Trial Loan Modification, Stopping Foreclosure

Mon Jun 1, 2009 by on Florida Foreclosures

Is it True? Banks are really trying to help slow down foreclosures?
Can’t Be… Yup for Real!

For the first time, we actually had a bank decide to stop a foreclosure for 90 days provided our client agreed to resume payments – at a lower amount than their monthly mortgage payment. They are calling it a “Trial Loan Modification.” The bank, in fact is Washington Mutual (WaMu) the soon to be Chase. If the client meets his obligations for 90 days, WaMu is willing to consider a permanent modification (they do not say on what terms). Further, WaMu agrees to “suspend” the foreclosure proceeding during the trial period.

This is a great short-term victory for the homeowner. He gets 90 days to catch his breath without having to worry about the foreclosure proceeding moving along. For Oppenheim Law, it’s great because we buy our client even more time, thus allowing him even more options.

It is also good for the community at large since it reduces the flow of foreclosures onto the market and the bank benefits by not having to take another house into its foreclosure inventory.

Of course the proof will be in the pudding in 90 days to see what kind of true deal the bank offers our client as a permanent loan modification.

In any event, if the deal turns out to be a Trojan horse we do not give up our client’s right to continue to fight the foreclosure. Ironically, however, had the client not initially fought the foreclosure with us, they would have already have lost their home and I would not have had another small victory to blog from the trenches.

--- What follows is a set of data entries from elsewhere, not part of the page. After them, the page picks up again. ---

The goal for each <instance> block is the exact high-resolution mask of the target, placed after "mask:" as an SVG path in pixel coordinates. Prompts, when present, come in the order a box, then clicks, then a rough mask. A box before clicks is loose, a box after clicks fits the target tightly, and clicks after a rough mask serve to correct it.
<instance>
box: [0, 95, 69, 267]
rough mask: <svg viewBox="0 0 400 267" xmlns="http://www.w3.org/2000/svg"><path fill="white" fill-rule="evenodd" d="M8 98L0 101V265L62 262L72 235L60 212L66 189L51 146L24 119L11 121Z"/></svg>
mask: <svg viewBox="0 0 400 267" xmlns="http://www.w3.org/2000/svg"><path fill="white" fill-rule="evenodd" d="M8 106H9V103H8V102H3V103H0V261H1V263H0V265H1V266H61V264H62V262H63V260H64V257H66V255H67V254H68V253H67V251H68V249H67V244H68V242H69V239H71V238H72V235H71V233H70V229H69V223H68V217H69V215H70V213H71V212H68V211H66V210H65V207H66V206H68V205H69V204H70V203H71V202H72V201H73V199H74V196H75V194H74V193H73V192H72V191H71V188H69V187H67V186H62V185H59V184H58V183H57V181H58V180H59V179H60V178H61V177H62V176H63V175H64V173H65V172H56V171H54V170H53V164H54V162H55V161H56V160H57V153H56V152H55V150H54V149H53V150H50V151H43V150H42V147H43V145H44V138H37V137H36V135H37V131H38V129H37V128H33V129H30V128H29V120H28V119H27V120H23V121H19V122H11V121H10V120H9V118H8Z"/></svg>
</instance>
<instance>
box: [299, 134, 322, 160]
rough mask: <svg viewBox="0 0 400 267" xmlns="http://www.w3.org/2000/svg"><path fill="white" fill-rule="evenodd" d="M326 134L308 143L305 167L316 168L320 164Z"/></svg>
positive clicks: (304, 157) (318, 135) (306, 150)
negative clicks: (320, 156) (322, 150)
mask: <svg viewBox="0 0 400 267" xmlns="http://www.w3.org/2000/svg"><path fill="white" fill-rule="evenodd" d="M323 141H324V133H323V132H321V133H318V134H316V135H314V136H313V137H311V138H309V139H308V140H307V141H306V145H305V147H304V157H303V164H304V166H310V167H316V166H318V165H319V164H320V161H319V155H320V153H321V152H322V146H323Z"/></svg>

Tags: Loan Modification, stop foreclosure, WaMu

2 responses to “Trial Loan Modification, Stopping Foreclosure”

  1. Alfredo Babler says:

    I talked to a friend of mine (attorney – not a foreclosure lawyer though) and he told me that the judges here in S. FL are not buying that “lost note” excuse and that summary judgments are being denied to the banks that can’t produce the actual loan note. If that knowledge catches on, more people will opt to fight the banks on the foreclosures and I’m sure the banksters don’t want people to know that without the actual note, they are up the creek without a paddle. That “affidavit of lost note” bs ain’t flying so good anymore. I don’t know Roy, is that true?

  2. OppenheimLaw says:

    Alfredo – It’s complex… We hope that since the judges are going to ‘judge school’ this week that they will come back more knowledgeable.